Kepala Dinas Kesehatan (Dinkes) Grobogan melalui Sub Koordinator Penyakit Tidak Menular dan Kesehatan Jiwa Dinkes Grobogan Subandi, mengatakan ada 92 warga yang tercatat mengidap penyakit epilepsi.
“Sampai saat ini, tercatat ada 92 warga Grobogan yang mengidap penyakit epilepsi,” katanya pada Rabu, 3 Juli 2024.
Menurut Subandi, warga dengan penyakit epilepsi tersebut ditangani 30 puskesmas yang ada di Kabupaten Grobogan. Dari 92 warga tersebut rinciannya yaitu 58 laki-laki dan 34 perempuan.

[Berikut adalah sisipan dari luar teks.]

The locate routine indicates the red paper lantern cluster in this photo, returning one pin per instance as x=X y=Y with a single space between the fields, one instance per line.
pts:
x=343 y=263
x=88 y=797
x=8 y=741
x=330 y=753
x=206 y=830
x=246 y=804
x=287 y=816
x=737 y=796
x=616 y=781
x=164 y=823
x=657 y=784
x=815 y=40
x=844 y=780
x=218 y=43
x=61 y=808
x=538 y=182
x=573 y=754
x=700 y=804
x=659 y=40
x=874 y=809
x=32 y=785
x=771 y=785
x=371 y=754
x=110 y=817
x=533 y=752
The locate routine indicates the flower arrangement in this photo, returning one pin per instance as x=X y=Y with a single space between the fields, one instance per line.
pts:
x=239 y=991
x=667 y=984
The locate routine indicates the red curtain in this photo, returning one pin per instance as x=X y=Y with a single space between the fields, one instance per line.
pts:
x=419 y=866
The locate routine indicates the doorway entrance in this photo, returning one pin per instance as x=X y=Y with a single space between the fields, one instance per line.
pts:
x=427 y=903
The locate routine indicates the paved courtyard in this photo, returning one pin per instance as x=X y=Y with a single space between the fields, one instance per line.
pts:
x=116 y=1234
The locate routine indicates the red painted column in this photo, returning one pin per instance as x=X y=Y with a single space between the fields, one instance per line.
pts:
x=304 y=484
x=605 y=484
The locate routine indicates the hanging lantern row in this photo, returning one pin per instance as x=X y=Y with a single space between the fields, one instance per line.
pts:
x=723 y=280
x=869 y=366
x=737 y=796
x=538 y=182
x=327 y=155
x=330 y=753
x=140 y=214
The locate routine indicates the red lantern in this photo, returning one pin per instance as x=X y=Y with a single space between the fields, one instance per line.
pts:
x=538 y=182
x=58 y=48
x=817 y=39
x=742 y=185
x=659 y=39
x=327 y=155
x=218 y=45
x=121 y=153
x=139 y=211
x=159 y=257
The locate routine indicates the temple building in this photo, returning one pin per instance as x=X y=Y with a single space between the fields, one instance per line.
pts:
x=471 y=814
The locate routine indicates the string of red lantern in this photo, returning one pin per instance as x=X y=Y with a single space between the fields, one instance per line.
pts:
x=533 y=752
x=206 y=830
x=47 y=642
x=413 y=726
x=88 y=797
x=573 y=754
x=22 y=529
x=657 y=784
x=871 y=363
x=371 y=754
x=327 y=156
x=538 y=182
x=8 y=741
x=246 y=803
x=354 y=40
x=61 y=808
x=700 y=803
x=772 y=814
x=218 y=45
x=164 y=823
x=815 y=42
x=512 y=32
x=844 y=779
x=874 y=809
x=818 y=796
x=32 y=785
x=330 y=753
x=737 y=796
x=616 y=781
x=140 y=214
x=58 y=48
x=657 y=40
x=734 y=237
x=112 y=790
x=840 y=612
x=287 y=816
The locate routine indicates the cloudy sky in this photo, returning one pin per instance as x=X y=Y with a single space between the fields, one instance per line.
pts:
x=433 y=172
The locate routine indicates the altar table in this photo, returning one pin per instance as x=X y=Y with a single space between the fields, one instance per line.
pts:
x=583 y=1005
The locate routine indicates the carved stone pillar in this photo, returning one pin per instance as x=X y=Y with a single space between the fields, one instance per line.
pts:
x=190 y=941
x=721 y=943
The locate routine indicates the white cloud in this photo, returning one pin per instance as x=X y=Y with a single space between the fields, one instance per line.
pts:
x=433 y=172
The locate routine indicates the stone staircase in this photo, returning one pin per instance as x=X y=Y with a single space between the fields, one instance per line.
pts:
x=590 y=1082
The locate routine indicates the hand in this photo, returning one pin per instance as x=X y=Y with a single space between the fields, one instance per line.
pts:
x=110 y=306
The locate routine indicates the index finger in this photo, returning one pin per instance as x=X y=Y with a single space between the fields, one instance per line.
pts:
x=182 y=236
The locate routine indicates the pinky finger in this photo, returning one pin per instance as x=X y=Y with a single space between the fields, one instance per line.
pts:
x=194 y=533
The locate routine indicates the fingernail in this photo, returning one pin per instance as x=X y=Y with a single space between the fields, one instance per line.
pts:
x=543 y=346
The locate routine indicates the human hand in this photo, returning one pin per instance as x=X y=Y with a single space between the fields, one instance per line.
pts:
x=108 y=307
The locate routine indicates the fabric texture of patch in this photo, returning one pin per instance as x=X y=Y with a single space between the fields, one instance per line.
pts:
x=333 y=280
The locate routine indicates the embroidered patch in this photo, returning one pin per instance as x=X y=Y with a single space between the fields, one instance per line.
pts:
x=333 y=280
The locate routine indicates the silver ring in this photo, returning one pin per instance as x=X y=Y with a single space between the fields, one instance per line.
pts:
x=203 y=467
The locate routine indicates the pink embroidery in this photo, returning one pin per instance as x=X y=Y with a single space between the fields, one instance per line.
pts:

“Dari data itu, ada 11 pengidap baru dari laki-laki dan 5 dari perempuan,” tambahnya.
Dikatakan, pengidap penyakit epilepsi saat ini, harus mengikuti rutinitas kontrol dengan pendampingan keluarga secara intensif guna meminimalisir kejadian yang beresiko tinggi.
“Kalau pengidap penyakit epilepsi rutin kontrol, sangat dimungkinkan kekambuhan tidak kembali terjadi,” katanya.
Penyakit epilepsi, lanjut Subandi, merupakan penyakit kasuistis sehingga waktu kambuhnya tidak dapat diprediksi.
“Namun, upaya kontrol dan pengobatan dapat meminimalisir kekambuhan yang terjadi,” katanya.
Aktivitas kontrol rutin itu, menurut Subandi, salah satu upaya yang dapat dilakukan oleh pengidap epilepsi mencegah kekambuhan yang membahayakan.
“Obat-obat itu dapat menstabilkan kerusakan jaringan otak yang mengakibatkan epilepsi. Sehingga, saraf-saraf yang rusak dapat distabilkan melalui upaya rutin konsumsi obat,” katanya.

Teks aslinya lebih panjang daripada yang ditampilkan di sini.